La fama creciente de la imagen milagrosa hizo que, en poco tiempo, el monasterio
se convirtiera en meta de constantes peregrinaciones, y se comenzara a depositar
gran número de preciosos exvotos. Pero el día de Pascua de 1430,
el 14 de abril, una banda de ladrones, procedentes de Bohemia, Moravia y Silesia,
asaltaron el monasterio. Entraron en la capilla de la Madre de Dios, bajaron
la tabla del altar, arrancaron todas las piedras preciosas y clavaron sus espadas
en el rostro de la imagen . Tiraron el cuadro al suelo provocando su rotura en
tres trozos. Después de la profanación y la consiguiente restauración
la fama del santuario creció enormemente y aumentaron las peregrinaciones,
hasta el punto de que ya en el siglo XV, junto a la capilla de la Virgen, se
inició la construcción de una iglesia gótica con tres amplias
naves.
El monasterio sufrió otro asalto en 1466, de manos del rey de Bohemia.
Estos episodios convencieron al rey Ladislao IV de la necesidad de levantar una
muralla en torno al monasterio. El santuario de Jasna Gòra se convirtió así en
una fortaleza mariana: la fortalitium marianum. En torno a 1655 se inició un
plan de ataque contra Polonia. El 2 de julio de ese mismo año el ejército
sueco entró en Polonia. Varsovia, Poznan y Cracovia fueron fácilmente
conquistadas. Todo el país cayó bajo la dominación sueca.
El 18 de noviembre de 1655, el ejército del general Müller, compuesto
por tres mil hombres, llegó hasta Jasna Gòra, exigiendo la inmediata
rendición del santuario. Pero el prior de Jasna Gòra, el padre
Agustín Kordecki, decidió continuar la defensa del santo lugar.
Disponía de 170 soldados, 20 nobles y 70 monjes. El combate, que duró 40
días, concluyó con la victoria del ejército de María.

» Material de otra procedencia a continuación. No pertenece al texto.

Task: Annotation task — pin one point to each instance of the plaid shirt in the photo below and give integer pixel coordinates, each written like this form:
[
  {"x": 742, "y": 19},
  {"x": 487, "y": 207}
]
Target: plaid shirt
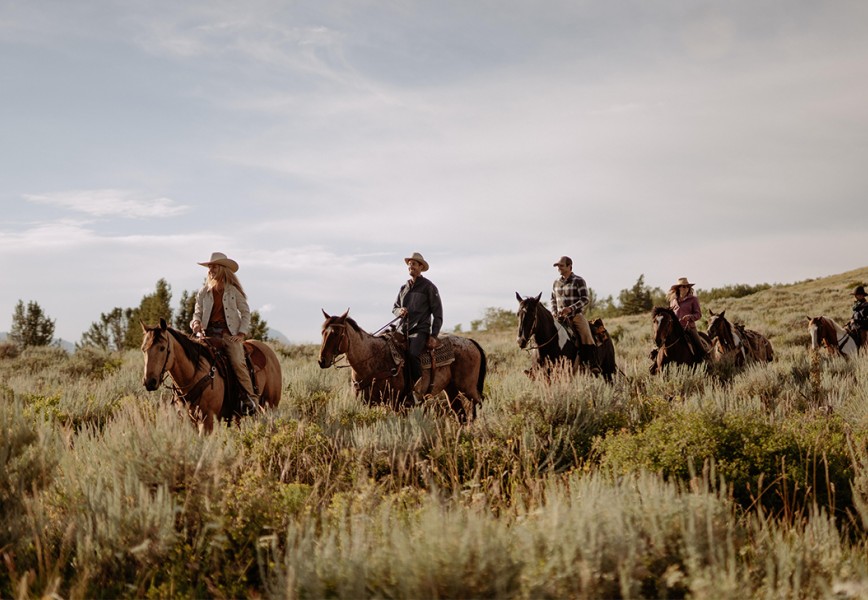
[{"x": 571, "y": 292}]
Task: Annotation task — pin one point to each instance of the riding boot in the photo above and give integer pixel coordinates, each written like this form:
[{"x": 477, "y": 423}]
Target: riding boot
[{"x": 588, "y": 353}]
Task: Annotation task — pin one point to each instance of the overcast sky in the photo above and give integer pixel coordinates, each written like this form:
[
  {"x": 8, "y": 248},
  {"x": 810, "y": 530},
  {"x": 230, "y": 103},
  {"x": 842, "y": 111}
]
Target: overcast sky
[{"x": 318, "y": 143}]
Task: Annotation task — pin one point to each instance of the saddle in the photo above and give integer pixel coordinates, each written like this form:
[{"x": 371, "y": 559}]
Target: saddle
[{"x": 253, "y": 357}]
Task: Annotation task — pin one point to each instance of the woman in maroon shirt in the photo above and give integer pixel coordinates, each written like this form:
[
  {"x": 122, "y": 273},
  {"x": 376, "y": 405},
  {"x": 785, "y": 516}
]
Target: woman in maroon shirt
[{"x": 684, "y": 302}]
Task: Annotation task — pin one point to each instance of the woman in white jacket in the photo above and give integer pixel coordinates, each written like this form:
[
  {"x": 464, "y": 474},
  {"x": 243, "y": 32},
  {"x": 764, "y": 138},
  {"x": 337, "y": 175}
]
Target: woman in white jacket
[{"x": 222, "y": 311}]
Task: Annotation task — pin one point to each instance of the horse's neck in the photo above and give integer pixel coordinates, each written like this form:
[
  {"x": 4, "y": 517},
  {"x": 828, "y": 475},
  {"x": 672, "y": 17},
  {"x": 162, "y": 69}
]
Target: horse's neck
[
  {"x": 183, "y": 371},
  {"x": 546, "y": 328},
  {"x": 362, "y": 347}
]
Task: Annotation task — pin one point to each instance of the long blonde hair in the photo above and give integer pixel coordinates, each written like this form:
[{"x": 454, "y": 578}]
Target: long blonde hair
[{"x": 222, "y": 275}]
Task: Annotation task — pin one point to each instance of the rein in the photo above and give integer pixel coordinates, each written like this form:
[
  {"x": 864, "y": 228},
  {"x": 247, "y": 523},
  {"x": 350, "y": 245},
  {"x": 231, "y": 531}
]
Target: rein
[
  {"x": 191, "y": 395},
  {"x": 533, "y": 335}
]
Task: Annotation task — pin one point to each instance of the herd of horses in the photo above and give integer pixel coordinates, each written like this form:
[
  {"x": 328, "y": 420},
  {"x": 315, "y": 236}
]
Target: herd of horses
[{"x": 203, "y": 384}]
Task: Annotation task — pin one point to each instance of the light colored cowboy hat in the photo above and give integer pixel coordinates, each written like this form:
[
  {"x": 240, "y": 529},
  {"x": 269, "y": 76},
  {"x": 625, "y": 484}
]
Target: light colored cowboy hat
[
  {"x": 418, "y": 258},
  {"x": 218, "y": 258},
  {"x": 682, "y": 281}
]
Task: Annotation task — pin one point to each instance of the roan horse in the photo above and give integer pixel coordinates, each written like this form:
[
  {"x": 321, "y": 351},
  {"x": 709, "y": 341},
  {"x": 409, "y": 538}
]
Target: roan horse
[
  {"x": 737, "y": 342},
  {"x": 553, "y": 343},
  {"x": 200, "y": 378},
  {"x": 827, "y": 333},
  {"x": 671, "y": 341},
  {"x": 378, "y": 369}
]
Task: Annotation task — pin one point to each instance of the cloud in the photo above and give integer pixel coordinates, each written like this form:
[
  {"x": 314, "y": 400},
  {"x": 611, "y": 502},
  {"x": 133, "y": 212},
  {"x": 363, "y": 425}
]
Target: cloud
[{"x": 112, "y": 203}]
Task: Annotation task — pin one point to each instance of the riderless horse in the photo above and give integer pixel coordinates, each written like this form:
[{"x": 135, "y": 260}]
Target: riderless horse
[
  {"x": 736, "y": 341},
  {"x": 826, "y": 333},
  {"x": 671, "y": 341},
  {"x": 457, "y": 366},
  {"x": 555, "y": 344},
  {"x": 203, "y": 380}
]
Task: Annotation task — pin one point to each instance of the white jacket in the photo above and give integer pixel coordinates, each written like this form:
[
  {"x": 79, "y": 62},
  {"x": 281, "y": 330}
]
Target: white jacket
[{"x": 234, "y": 305}]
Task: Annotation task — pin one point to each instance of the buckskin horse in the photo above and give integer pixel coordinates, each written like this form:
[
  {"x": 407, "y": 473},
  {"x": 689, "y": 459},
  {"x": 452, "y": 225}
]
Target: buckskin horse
[
  {"x": 378, "y": 370},
  {"x": 737, "y": 342},
  {"x": 200, "y": 378},
  {"x": 826, "y": 333},
  {"x": 554, "y": 344},
  {"x": 671, "y": 341}
]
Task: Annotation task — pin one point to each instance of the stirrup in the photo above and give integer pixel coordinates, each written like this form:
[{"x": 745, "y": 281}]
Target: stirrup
[{"x": 249, "y": 405}]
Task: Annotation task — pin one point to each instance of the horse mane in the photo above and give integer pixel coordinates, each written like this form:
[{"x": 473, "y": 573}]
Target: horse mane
[
  {"x": 676, "y": 324},
  {"x": 192, "y": 348}
]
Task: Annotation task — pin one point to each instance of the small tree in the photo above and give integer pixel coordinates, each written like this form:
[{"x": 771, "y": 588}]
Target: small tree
[
  {"x": 186, "y": 310},
  {"x": 31, "y": 327},
  {"x": 109, "y": 333},
  {"x": 151, "y": 309}
]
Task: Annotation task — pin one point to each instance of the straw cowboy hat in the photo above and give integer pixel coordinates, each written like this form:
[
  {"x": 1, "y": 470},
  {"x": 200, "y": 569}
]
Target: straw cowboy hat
[
  {"x": 218, "y": 258},
  {"x": 682, "y": 281},
  {"x": 418, "y": 258}
]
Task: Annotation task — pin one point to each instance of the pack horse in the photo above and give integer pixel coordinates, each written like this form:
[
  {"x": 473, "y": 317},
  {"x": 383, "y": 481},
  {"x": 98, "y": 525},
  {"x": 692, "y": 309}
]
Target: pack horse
[{"x": 203, "y": 380}]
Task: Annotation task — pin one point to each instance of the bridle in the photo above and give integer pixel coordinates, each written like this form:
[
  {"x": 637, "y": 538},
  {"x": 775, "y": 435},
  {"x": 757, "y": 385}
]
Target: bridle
[
  {"x": 336, "y": 356},
  {"x": 178, "y": 392}
]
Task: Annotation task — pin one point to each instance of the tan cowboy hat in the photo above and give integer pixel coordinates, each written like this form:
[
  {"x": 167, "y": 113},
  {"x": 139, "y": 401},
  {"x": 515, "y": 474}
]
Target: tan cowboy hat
[
  {"x": 418, "y": 258},
  {"x": 218, "y": 258},
  {"x": 682, "y": 281}
]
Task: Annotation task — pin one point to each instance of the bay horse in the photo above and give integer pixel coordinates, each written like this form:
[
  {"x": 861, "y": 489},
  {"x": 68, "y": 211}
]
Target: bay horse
[
  {"x": 378, "y": 367},
  {"x": 736, "y": 341},
  {"x": 671, "y": 341},
  {"x": 554, "y": 344},
  {"x": 200, "y": 379},
  {"x": 826, "y": 333}
]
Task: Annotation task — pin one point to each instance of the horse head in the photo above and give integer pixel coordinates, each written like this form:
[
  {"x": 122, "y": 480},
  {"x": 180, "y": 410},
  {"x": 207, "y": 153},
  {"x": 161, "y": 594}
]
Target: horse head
[
  {"x": 334, "y": 339},
  {"x": 527, "y": 308},
  {"x": 156, "y": 347},
  {"x": 663, "y": 320}
]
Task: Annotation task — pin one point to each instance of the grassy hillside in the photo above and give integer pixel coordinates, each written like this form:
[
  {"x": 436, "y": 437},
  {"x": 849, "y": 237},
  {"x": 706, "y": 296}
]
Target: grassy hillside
[{"x": 713, "y": 483}]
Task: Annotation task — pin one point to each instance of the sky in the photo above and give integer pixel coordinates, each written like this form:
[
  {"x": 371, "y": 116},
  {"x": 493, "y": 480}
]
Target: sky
[{"x": 319, "y": 143}]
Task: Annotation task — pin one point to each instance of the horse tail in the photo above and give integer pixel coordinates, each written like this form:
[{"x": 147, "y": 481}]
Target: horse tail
[{"x": 483, "y": 367}]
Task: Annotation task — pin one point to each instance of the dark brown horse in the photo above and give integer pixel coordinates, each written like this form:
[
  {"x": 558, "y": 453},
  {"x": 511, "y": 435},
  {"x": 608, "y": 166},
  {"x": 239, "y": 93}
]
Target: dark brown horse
[
  {"x": 828, "y": 334},
  {"x": 200, "y": 379},
  {"x": 736, "y": 342},
  {"x": 554, "y": 344},
  {"x": 378, "y": 373},
  {"x": 672, "y": 341}
]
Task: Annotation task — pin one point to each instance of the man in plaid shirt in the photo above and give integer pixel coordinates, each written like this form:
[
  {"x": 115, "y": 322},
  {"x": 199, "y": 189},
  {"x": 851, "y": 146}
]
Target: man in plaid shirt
[{"x": 569, "y": 299}]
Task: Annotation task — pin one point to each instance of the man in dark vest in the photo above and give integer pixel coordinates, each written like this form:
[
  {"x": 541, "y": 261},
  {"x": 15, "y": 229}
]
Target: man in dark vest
[{"x": 418, "y": 304}]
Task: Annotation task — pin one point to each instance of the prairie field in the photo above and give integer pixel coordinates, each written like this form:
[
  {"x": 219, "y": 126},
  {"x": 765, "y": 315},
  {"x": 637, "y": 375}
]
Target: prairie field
[{"x": 709, "y": 483}]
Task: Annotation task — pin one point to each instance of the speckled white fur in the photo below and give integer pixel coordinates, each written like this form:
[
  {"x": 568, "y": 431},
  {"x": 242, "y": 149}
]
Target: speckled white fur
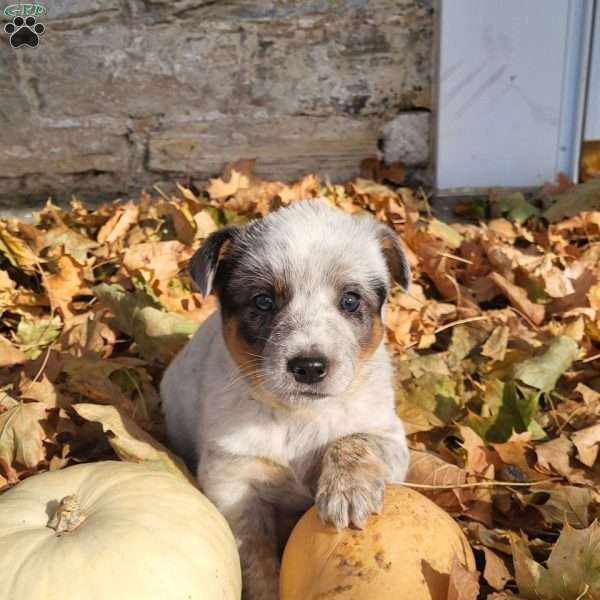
[{"x": 256, "y": 456}]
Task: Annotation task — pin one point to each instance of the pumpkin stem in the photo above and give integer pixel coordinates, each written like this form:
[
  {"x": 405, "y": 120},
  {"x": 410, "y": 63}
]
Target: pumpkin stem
[{"x": 67, "y": 517}]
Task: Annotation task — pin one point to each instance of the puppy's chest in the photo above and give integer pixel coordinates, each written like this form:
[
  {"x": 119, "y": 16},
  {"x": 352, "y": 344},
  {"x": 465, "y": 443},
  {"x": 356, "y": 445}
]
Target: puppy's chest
[{"x": 295, "y": 443}]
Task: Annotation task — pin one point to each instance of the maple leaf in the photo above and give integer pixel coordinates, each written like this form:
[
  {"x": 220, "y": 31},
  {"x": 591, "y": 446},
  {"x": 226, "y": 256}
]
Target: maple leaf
[
  {"x": 131, "y": 442},
  {"x": 572, "y": 571},
  {"x": 21, "y": 435}
]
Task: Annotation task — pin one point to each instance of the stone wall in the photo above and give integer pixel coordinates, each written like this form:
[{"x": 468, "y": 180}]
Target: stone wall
[{"x": 121, "y": 94}]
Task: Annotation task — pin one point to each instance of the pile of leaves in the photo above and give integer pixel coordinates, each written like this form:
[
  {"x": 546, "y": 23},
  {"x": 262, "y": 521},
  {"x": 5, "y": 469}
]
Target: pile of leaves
[{"x": 496, "y": 348}]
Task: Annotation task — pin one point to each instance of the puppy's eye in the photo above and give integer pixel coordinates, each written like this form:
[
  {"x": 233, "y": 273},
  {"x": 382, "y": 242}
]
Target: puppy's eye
[
  {"x": 263, "y": 302},
  {"x": 350, "y": 302}
]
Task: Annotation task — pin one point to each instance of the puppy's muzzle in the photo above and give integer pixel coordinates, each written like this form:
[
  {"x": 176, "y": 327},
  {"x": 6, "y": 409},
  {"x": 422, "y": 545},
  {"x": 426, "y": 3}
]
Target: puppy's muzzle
[{"x": 308, "y": 369}]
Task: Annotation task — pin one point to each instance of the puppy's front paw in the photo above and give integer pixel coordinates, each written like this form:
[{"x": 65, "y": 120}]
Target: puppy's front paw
[{"x": 351, "y": 484}]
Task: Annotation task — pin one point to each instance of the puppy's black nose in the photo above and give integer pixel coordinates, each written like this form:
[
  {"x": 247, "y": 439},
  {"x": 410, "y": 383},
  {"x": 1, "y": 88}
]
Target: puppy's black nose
[{"x": 308, "y": 369}]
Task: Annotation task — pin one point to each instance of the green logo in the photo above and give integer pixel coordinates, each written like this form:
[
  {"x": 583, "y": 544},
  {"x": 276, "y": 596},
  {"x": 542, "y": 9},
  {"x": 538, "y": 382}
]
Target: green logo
[{"x": 25, "y": 10}]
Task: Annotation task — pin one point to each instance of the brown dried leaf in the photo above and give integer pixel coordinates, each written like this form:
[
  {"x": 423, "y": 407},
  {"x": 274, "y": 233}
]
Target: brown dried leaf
[
  {"x": 10, "y": 355},
  {"x": 518, "y": 298},
  {"x": 118, "y": 225},
  {"x": 495, "y": 571},
  {"x": 586, "y": 441},
  {"x": 21, "y": 435}
]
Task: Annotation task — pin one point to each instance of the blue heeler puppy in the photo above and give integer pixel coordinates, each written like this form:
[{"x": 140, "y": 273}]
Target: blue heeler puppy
[{"x": 284, "y": 396}]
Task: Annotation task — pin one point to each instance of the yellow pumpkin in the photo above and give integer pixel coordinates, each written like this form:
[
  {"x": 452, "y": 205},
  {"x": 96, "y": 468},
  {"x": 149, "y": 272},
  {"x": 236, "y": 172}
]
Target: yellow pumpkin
[
  {"x": 114, "y": 531},
  {"x": 403, "y": 554}
]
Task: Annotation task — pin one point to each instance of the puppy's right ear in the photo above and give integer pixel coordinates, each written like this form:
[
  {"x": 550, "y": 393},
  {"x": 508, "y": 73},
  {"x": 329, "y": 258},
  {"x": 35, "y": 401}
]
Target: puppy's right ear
[{"x": 203, "y": 265}]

El ataque a Jasna Gòra se consideró una violación de los
sentimientos religiosos y la victoria se atribuyó no ya a la bravura de
los soldados ni a la solidez de las fortificaciones, sino a la tutela de la misma
Madre de Dios, protectora del lugar. Después de estos acontecimientos,
todo el país comenzó a combatir contra los invasores suecos.
El 1 de abril de 1656 el rey Juan Casimiro, pronunciando solemnemente un voto
en la catedral de Leopoli, consagró todo el país a la protección
de la Madre de Dios, proclamándola Patrona y Reina de Polonia. Desde entonces
se confió la suerte de la nación a la Santísima Virgen María.
Jasna Gòra se convirtió así en el símbolo de la libertad
religiosa y política del pueblo polaco.